Concepts sections added for Op Retries and Dynamic Graphs
The Hacker News Assets demo now uses AssetGroup instead of build_assets_job, and it can now be run entirely from a local machine with no additional infrastructure (storing data inside DuckDB).
The Software-Defined Assets guide in the docs now uses AssetGroup instead of build_assets_job.
When using an executor that runs each op in its own process, exceptions in the Dagster system code that result in the op process failing will now be surfaced in the event log.
Introduced new SecretsManager resources to the dagster-aws package to enable loading secrets into Jobs more easily. For more information, seethe documentation.
Daemon heartbeats are now processed in a batch request to the database.

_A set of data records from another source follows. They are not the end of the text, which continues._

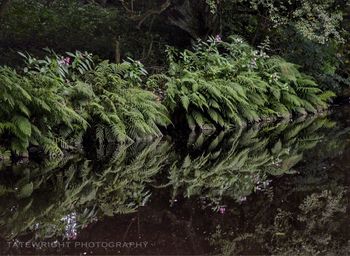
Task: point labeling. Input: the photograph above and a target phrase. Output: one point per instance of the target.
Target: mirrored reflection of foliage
(236, 164)
(51, 199)
(59, 199)
(317, 225)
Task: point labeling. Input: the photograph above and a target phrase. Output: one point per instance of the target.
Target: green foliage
(35, 112)
(55, 100)
(122, 110)
(229, 83)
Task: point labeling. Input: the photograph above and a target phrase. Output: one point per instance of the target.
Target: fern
(230, 84)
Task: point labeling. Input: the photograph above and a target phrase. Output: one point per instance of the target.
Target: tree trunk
(3, 6)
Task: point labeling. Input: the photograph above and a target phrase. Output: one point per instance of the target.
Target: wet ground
(280, 189)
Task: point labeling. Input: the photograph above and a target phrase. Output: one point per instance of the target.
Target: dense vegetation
(210, 65)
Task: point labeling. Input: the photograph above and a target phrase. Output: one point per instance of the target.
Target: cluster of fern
(55, 101)
(225, 84)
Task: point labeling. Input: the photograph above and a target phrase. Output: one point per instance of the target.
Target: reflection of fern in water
(42, 199)
(245, 160)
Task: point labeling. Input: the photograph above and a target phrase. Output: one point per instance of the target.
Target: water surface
(277, 189)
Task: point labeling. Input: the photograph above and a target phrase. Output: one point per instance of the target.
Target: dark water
(280, 189)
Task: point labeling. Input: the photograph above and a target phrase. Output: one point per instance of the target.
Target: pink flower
(66, 60)
(222, 210)
(218, 39)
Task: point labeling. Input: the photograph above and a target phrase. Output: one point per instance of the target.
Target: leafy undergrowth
(54, 102)
(223, 84)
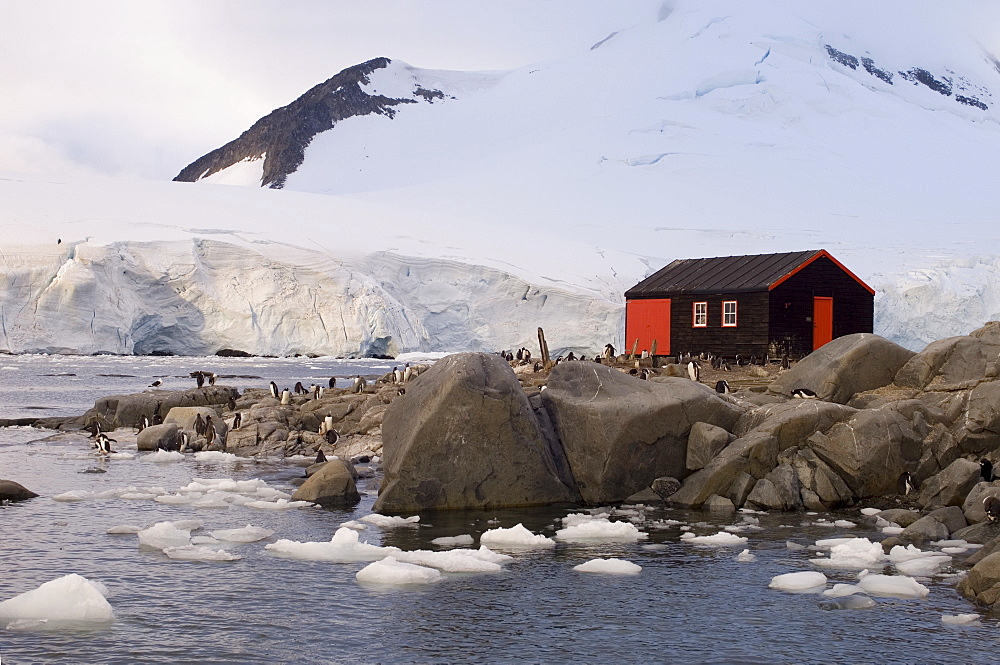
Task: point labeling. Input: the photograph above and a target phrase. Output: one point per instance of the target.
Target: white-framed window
(729, 314)
(700, 314)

Job definitions now contain a method called run_request_for_partition, which returns a RunRequest that can be returned in a sensor or schedule evaluation function to launch a run for a particular partition for that job. See our documentation for more information.
Renamed the filter class from PipelineRunsFilter => RunsFilter.
Assets can now be directly invoked for unit testing.
[dagster-dbt] load_assets_from_dbt_project will now attach schema information to the generated assets if it is available in the dbt project (schema.yml).
[examples] Added an example that demonstrates using Software Defined Assets with Airbyte, dbt, and custom Python.
The default io manager used in the AssetGroup api is now the fs_asset_io_manager.
It's now possible to build a job where partitioned assets depend on partitioned assets that are maintained outside the job, and for those upstream partitions to show up on the context in the op and IOManager load_input function.
SourceAssets can now be partitioned, by setting the partitions_def argument.
Fixed an issue where run status sensors would sometimes fire multiple times for the same run if the sensor function raised an error.
[ECS] Previously, setting cpu/memory tags on a job would override the ECS task’s cpu/memory, but not individual containers. If you were using a custom task definition that explicitly sets a container’s cpu/memory, the container would not resize even if you resized the task. Now, setting cpu/memory tags on a job overrides both the ECS task’s cpu/memory and the container's cpu/memory.
[ECS] Previously, if the EcsRunLauncher launched a run from a task with multiple containers - for example if both dagit and daemon were running in the same task - then the run would be launched with too many containers. Now, the EcsRunLauncher only launches tasks with a single container.
Fixed an issue where the run status of job invoked through execute_in_process was not updated properly.
Fixed some storage queries that were incompatible with versions of SQLAlchemy<1.4.0.
[dagster-dbt] Fixed issue where load_assets_from_dbt_project would fail if models were organized into subdirectories.
[dagster-dbt] Fixed issue where load_assets_from_dbt_project would fail if seeds or snapshots were present in the project.
[dagster-fivetran] A new fivetran_resync_op (along with a corresponding resync_and_poll method on the fivetran_resource) allows you to kick off Fivetran resyncs using Dagster (thanks @dwallace0723!)
[dagster-shell] Fixed an issue where large log output could cause operations to hang (thanks @kbd!)
[documentation] Fixed export message with dagster home path (thanks @proteusiq)!
[documentation] Remove duplicate entries under integrations (thanks @kahnwong)!